Edward M. Queeny, Monsanto Chemical Co. president and G.O.P. contributor, had an idea. The Missouri delegation that supported Wendell Willkie at the 1940 Convention had long since soured on Mr.Willkie's outspoken internationalism. Why not draft a set of have-you-stopped-beating-your-wife questions and demand that Willkie answer them in writing? In St. Louis, Queeny drew up nine questions, gave Willkie a ten-day deadline for his answers. Samples:

"If you favor a World State, what would you do about nations that refuse to come in?

"Do you believe that it is desirable for America to permit flooding our country with alien individuals and alien ideas?"

Willkie was vacationing in Maine when the questions arrived, knew nothing about them until the ten days were nearly up. By then the story had leaked to the St. Louis Post-Dispatch, and the anti-Willkie press was gleefully asking Willkie to put up or shut up. He returned home to discover an ultimatum that the letter would be made public if the questions went unanswered. Snorted Willkie: "They aren't going to put me on a spot." He telephoned that he would be glad to go to St. Louis next week to talk things over but that he could not hope to write answers to the nine questions without producing another book. The Missouri Republicans replied that next week was too soon. Willkie then announced that he will speak in St. Louis on Oct. 12, but on his own subject.
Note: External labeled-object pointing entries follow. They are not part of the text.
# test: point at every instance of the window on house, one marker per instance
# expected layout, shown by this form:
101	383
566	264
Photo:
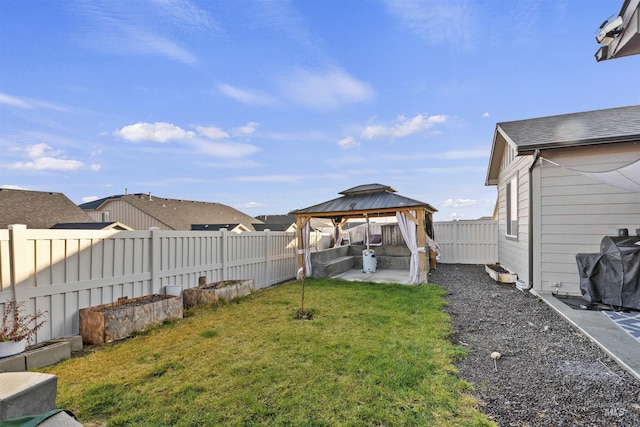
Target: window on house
512	207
Editorialized the St. Louis Post-Dis patch, which backed Franklin Roosevelt in 1940: "Messrs. Dewey, Bricker, Taft, Vandenberg and other Republican hopefuls have been silent, ambiguous or restrained. . . . Yet no Missouri questionnaire goes out. . . . Is Willkie running so far ahead of the field for the 1944 nomination that Missouri Republican leaders . . . feel he must be killed off politically before that time?"

In Look magazine his week Wendell Willkie plainly answers five questions. For one, he says: "If the Republican Party intends to drive for liberal objectives, I shall give it my complete service, as the nominee or as a worker in the ranks."